A Unified Conditional Flow for Motion Generation, Editing, and Intra-Structural Retargeting

arXiv cs.AI / 4/16/2026

💬 OpinionSignals & Early TrendsIdeas & Deep AnalysisModels & Research

Key Points

  • The paper proposes a unified generative framework that treats text-driven motion editing and intra-structural retargeting as the same problem of conditional transport via flow matching.
  • It argues that editing and retargeting differ mainly in which conditioning signal (semantic from text vs. structural from target skeletons) is modulated during inference, enabling a single model to cover both tasks.
  • The authors implement a rectified-flow motion model that is jointly conditioned on text prompts and target skeletal structures, extending a DiT-style transformer with per-joint tokenization and joint self-attention to enforce kinematic dependencies.
  • A multi-condition classifier-free guidance strategy is used to balance text adherence with skeletal conformity, improving consistency versus fragmented task-specific pipelines.
  • Experiments on SnapMoGen and a multi-character Mixamo subset report that one trained model can perform text-to-motion generation as well as zero-shot editing and zero-shot intra-structural retargeting.

Abstract

Text-driven motion editing and intra-structural retargeting, where source and target share topology but may differ in bone lengths, are traditionally handled by fragmented pipelines with incompatible inputs and representations: editing relies on specialized generative steering, while retargeting is deferred to geometric post-processing.

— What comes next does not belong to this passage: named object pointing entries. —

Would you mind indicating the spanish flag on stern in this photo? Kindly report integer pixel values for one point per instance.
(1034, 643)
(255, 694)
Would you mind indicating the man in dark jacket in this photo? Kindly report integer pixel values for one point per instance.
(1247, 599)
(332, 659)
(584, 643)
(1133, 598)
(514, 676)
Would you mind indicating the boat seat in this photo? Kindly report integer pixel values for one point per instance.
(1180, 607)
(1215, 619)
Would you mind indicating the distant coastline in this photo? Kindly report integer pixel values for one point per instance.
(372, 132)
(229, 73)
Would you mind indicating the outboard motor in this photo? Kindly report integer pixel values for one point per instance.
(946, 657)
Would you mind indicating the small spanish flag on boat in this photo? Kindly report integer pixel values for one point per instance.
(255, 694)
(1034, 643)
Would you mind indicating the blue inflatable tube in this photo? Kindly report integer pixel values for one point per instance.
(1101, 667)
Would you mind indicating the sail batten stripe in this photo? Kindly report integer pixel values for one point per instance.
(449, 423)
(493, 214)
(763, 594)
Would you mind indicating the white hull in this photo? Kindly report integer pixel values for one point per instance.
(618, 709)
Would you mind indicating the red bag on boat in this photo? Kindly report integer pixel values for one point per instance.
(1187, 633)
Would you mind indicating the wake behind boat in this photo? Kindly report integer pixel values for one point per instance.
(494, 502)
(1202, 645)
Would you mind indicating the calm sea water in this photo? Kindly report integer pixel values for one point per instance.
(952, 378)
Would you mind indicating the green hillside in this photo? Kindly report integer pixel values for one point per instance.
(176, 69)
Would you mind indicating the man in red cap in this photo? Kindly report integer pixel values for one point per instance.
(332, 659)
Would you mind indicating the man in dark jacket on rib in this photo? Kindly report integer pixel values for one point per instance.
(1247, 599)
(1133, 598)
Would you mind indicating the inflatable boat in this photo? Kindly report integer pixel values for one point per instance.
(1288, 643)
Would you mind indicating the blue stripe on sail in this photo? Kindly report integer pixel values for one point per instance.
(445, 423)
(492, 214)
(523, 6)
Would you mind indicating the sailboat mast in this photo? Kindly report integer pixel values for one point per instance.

We present a unifying perspective where both tasks are cast as instances of conditional transport within a single generative framework. By leveraging recent advances in flow matching, we demonstrate that editing and retargeting are fundamentally the same generative task, distinguished only by which conditioning signal, semantic or structural, is modulated during inference. We implement this vision via a rectified-flow motion model jointly conditioned on text prompts and target skeletal structures. Our architecture extends a DiT-style transformer with per-joint tokenization and explicit joint self-attention to strictly enforce kinematic dependencies, while a multi-condition classifier-free guidance strategy balances text adherence with skeletal conformity. Experiments on SnapMoGen and a multi-character Mixamo subset show that a single trained model supports text-to-motion generation, zero-shot editing, and zero-shot intra-structural retargeting. This unified approach simplifies deployment and improves structural consistency compared to task-specific baselines.